Japanese police have arrested a "prolific spammer" who allegedly bombarded inboxes with hundreds of millions of messages punting internet gambling and dating sites.
Investigators reckon Yuki Shiina, 25, sent as many as 2.2 billion spam messages using what appears to be rudimentary spamming techniques. He allegedly purchased a list of 600,000 email addresses for a pricey ¥100,000 ($927), earning ¥2m ($18,540) through a subsequent spamming campaign, security vendor Sophos reports.
Shiina reportedly faked the message headers of junk mail he sent in a bid to avoid detection, an offence against local anti-spam laws. There's no mention of the use of compromised machines to send spam - standard practice for junk mail scumbags over recent years, and a powerful technique to frustrate both basic spam blocking and investigatory techniques.

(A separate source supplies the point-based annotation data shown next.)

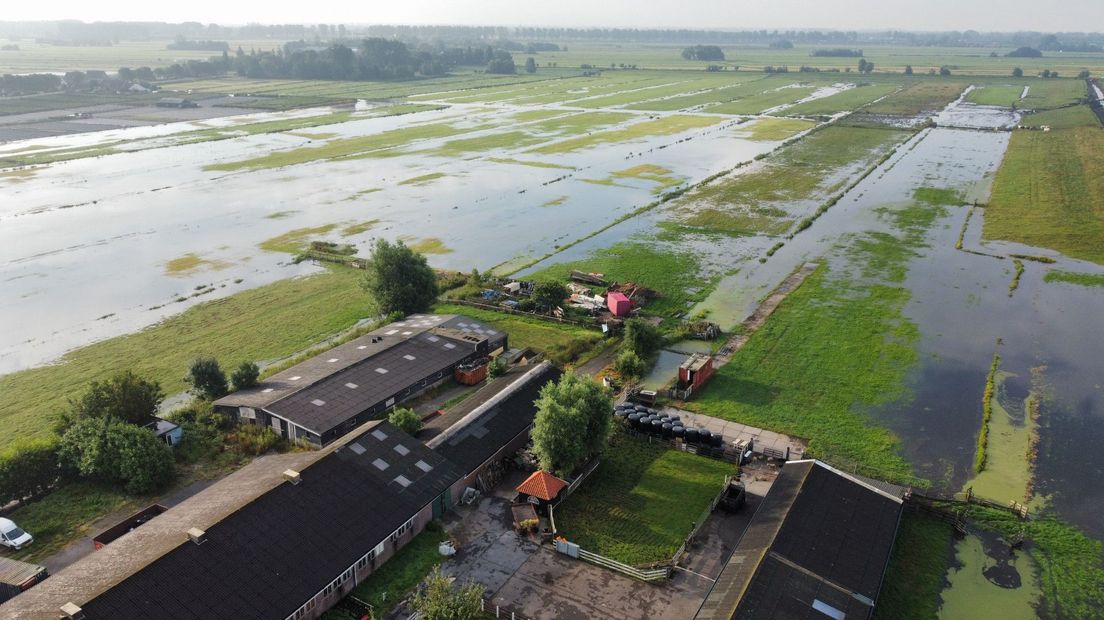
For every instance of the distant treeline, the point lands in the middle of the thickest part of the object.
(74, 32)
(371, 59)
(205, 45)
(838, 53)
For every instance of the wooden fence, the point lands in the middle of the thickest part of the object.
(520, 313)
(572, 549)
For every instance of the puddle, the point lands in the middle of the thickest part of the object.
(989, 580)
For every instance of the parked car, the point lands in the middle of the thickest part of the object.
(12, 536)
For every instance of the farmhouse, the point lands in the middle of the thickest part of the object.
(289, 535)
(817, 547)
(330, 394)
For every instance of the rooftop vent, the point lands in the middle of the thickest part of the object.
(197, 535)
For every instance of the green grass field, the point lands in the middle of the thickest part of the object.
(562, 343)
(638, 506)
(665, 126)
(308, 309)
(756, 201)
(1049, 192)
(402, 573)
(914, 576)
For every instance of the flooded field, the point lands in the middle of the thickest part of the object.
(531, 177)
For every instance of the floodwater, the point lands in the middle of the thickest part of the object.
(85, 244)
(990, 580)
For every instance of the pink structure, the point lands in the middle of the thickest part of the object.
(618, 303)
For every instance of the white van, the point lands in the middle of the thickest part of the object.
(12, 536)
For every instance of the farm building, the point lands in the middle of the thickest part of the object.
(541, 489)
(288, 536)
(330, 394)
(817, 547)
(693, 373)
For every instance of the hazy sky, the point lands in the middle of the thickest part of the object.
(1074, 15)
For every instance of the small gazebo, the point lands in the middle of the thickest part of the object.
(540, 489)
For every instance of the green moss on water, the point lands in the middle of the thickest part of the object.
(970, 595)
(915, 574)
(1073, 278)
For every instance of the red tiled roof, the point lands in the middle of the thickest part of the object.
(542, 484)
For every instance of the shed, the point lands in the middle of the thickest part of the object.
(618, 303)
(541, 489)
(694, 372)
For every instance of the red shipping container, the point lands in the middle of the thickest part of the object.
(618, 303)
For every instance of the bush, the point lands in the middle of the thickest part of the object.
(641, 337)
(629, 365)
(255, 440)
(28, 468)
(207, 378)
(405, 419)
(245, 376)
(126, 397)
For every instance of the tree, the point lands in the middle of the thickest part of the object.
(28, 468)
(573, 421)
(549, 294)
(628, 364)
(245, 375)
(641, 338)
(405, 419)
(400, 279)
(207, 378)
(115, 452)
(126, 397)
(438, 600)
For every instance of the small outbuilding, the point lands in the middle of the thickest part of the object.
(541, 489)
(618, 303)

Complaints from a local ISP over the volume of junk mail it was processing resulted in an investigation that led onto Shiina's arrest by Tokyo's finest.
The availability of appropriate anti-spam laws in Japan is noteworthy given the country's apparent lack of anti-malware laws. Last month, Kyoto police uncovered a plot to infect users of Winny P2P file-sharing network with a Trojan horse that displayed images of popular anime characters while wiping music and movie files. The three suspected perps were charged with copyright violation rather than virus distribution.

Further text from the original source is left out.